We have 2 urns with arbitrary no of balls.Now we can do two types of operations
Taking out equal balls from both urns .
Doubling ball in any urn.
Show that both the urns can be made empty by repeating operations finitely
I did it as
Let urns have m&n balls & m
Take out m-1 balls from both urns
Now double the remaining 1 ball.
Take out 1 ball from both urns.
Double the remaining 1 ball.....
When both urn came to situation where both urns have 1,1 ball.take out the balls & we are done.
But it is a guess method .I want a pure mathematical solution.
Thanks in advance.
Your method works just fine!
To make it into a rigorous mathematical proof you can use Induction to show that for any $n \geq 1$ if one urn has 1 ball left, and the other $n$, then you can solve the problem:
Base: $n=1$ now both urns have 1 ball, so empty both. Solved!
Step: If one urn has 1 ball and the other $n+1$, then double the 1 ball, and then remove 1 ball from both, so you end up with 1 ball in one urn, and $n$ in the other. By inductive hypothesis we can solve that problem, so we can therefore also solve the $(1,n+1)$ problem.
That completes the induction. So now we can prove that the problem is solvable for any $(m,n)$:
If $m=n$ then remove $m=n$ balls from both urns.
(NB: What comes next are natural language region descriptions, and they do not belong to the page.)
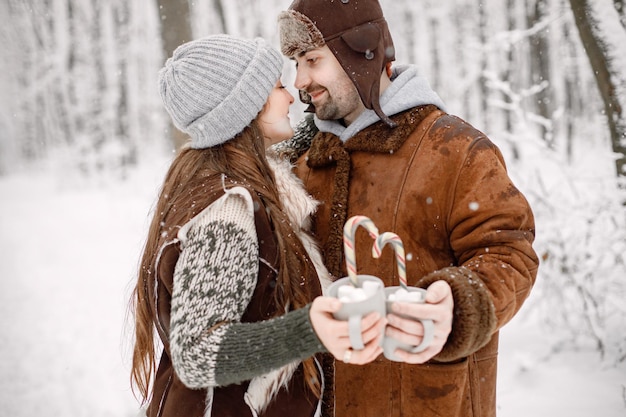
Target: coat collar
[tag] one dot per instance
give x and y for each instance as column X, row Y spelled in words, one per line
column 327, row 149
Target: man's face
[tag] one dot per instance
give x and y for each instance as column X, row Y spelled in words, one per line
column 332, row 93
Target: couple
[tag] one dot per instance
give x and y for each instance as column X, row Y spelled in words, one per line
column 231, row 279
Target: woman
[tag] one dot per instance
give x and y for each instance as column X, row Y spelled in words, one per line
column 229, row 278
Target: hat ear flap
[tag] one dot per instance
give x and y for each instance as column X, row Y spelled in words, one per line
column 362, row 39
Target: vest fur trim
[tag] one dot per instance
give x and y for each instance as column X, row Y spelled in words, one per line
column 299, row 206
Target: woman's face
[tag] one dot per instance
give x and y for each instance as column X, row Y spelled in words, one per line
column 274, row 118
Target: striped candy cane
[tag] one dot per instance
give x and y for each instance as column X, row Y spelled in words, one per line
column 398, row 247
column 349, row 233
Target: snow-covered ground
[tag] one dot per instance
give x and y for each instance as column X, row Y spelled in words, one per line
column 69, row 250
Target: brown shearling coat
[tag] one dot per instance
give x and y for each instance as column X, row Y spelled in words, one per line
column 442, row 186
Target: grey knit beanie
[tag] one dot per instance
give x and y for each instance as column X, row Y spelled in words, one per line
column 215, row 86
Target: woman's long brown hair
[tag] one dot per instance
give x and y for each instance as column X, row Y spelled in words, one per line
column 182, row 197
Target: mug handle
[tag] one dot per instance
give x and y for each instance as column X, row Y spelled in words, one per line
column 354, row 332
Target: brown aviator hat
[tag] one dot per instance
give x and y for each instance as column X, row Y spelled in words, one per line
column 355, row 31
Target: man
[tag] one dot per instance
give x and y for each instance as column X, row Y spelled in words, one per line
column 387, row 150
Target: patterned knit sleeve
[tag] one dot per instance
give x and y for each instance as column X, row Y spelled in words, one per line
column 214, row 280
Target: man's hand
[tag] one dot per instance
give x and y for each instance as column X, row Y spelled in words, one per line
column 438, row 307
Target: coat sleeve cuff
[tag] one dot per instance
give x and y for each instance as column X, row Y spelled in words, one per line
column 474, row 317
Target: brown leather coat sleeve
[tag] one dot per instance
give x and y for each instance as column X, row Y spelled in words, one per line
column 491, row 229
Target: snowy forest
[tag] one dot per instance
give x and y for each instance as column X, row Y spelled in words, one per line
column 544, row 79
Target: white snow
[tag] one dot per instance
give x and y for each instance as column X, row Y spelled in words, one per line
column 69, row 255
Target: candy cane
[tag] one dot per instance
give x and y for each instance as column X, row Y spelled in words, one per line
column 398, row 247
column 349, row 233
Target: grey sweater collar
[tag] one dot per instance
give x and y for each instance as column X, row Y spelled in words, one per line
column 407, row 90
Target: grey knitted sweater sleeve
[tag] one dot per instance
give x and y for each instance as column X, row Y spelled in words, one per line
column 214, row 280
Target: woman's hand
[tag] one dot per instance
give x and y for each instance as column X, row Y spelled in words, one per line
column 334, row 333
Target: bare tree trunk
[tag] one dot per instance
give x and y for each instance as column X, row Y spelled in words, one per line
column 540, row 64
column 607, row 77
column 484, row 91
column 175, row 30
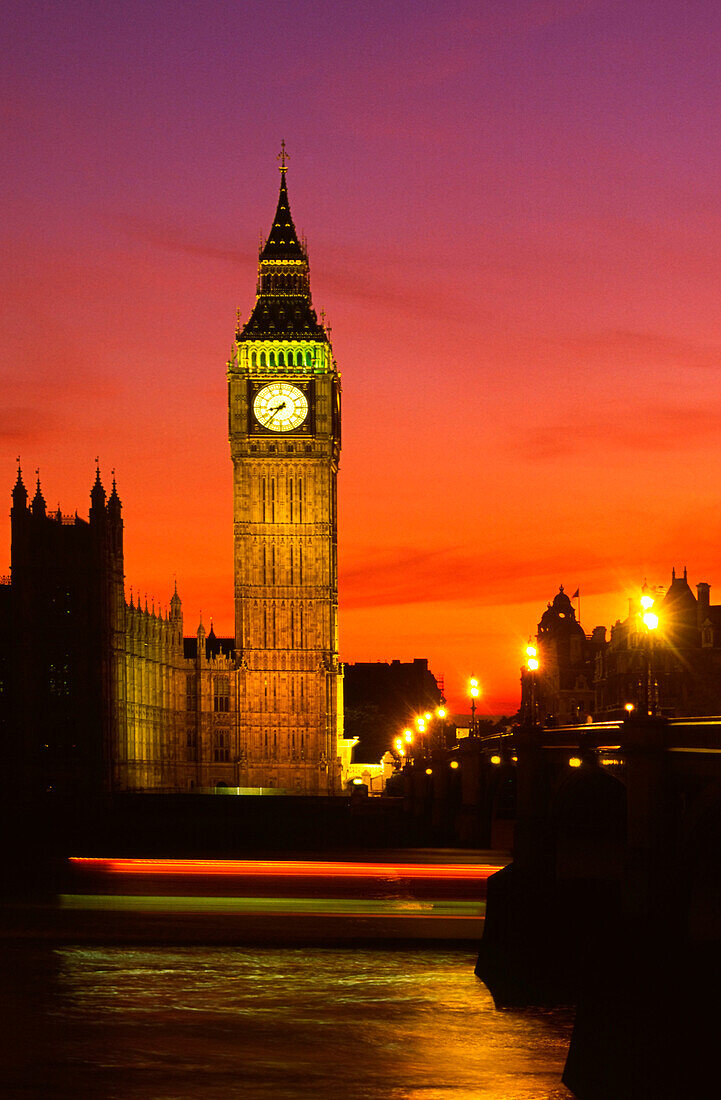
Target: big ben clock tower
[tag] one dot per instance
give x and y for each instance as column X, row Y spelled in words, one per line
column 284, row 421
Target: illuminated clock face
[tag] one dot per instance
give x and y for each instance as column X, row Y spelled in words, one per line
column 280, row 406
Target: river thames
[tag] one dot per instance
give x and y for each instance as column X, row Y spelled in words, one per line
column 261, row 1022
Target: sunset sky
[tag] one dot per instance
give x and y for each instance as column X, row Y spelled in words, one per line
column 514, row 227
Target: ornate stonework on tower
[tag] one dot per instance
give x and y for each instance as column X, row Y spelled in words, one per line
column 284, row 424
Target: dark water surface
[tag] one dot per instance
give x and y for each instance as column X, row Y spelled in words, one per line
column 200, row 1023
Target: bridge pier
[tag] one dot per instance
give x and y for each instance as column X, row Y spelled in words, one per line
column 602, row 908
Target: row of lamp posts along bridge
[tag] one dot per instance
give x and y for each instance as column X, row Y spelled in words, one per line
column 430, row 725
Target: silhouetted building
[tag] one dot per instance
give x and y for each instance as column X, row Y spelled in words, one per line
column 381, row 700
column 680, row 660
column 98, row 693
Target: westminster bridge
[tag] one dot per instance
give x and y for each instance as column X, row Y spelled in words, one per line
column 612, row 901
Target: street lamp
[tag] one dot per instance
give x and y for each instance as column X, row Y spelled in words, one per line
column 532, row 666
column 650, row 619
column 474, row 691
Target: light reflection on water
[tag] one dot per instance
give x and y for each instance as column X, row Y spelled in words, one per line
column 260, row 1023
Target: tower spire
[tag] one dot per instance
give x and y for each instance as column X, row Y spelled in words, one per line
column 19, row 493
column 283, row 308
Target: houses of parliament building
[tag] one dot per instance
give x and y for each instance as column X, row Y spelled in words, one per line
column 98, row 692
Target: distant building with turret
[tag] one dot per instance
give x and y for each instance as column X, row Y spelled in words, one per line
column 676, row 667
column 681, row 659
column 561, row 691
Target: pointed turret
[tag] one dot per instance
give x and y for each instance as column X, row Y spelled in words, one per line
column 37, row 507
column 115, row 506
column 19, row 494
column 175, row 603
column 283, row 308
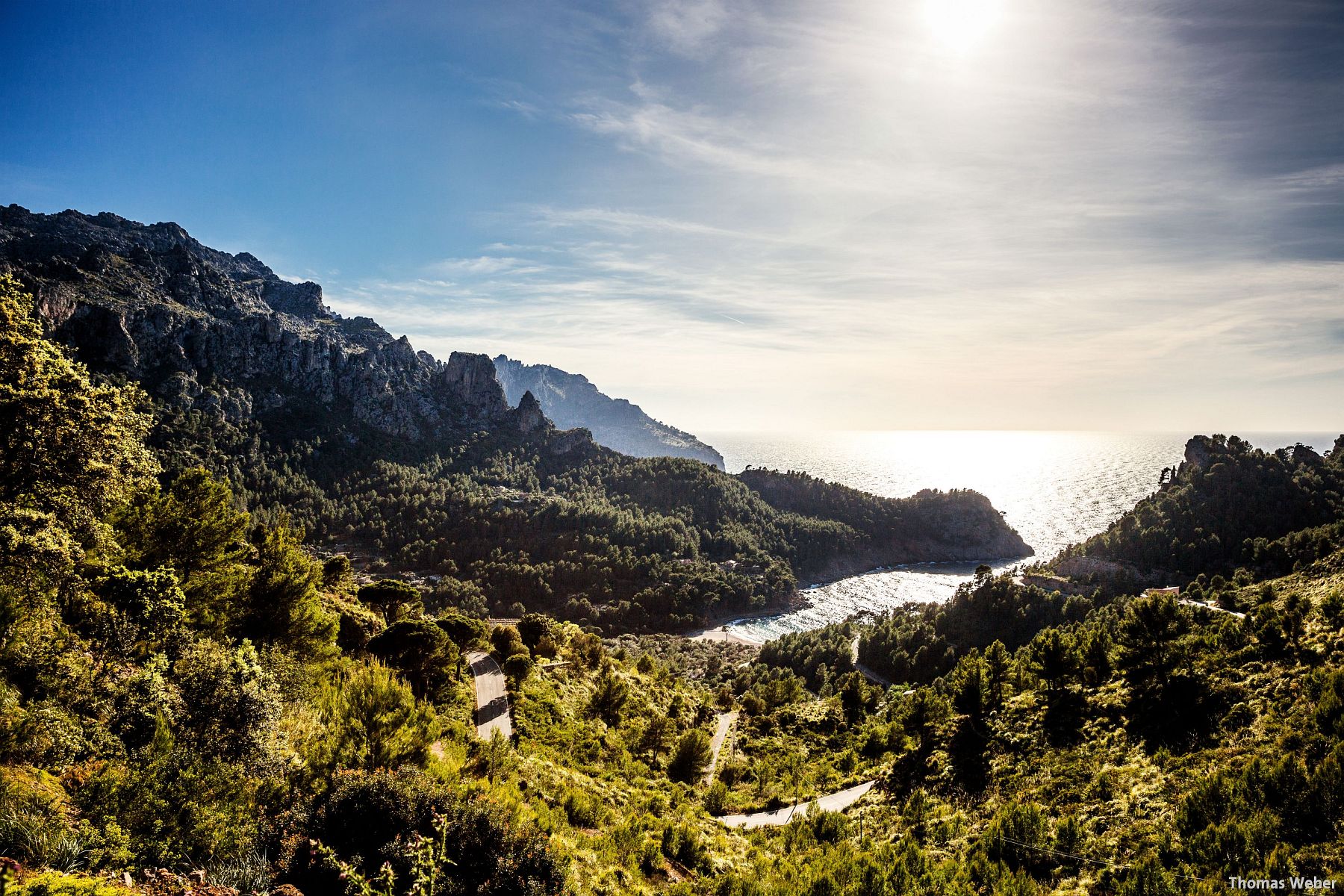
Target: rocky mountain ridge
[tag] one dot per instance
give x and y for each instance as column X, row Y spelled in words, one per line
column 208, row 331
column 570, row 399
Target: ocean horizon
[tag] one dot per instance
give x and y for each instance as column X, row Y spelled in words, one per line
column 1054, row 487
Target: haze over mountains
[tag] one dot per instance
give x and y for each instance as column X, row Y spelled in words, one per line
column 425, row 467
column 570, row 399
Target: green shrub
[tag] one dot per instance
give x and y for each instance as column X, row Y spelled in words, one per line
column 54, row 883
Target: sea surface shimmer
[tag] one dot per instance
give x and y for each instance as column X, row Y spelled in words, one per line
column 1054, row 488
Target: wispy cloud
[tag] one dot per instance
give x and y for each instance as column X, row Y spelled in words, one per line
column 816, row 210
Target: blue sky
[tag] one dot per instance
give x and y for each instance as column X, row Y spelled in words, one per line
column 1055, row 214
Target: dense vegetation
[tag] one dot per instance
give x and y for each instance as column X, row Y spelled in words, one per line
column 184, row 687
column 1233, row 505
column 594, row 536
Solved!
Otherwise $m>n$ or $n<m$. By symmetry we just have to show one case, so suppose $m>n$. Then $m=n+k$ for some non-zero $k$. Then remove $n-1$ balls from both urns, so you end up with $(k+1,1)$, which we earlier showed to be solvable.
So yes, this follows the exact method you did, but spelled out a bit more rigorously, so it is more acceptable as a proof.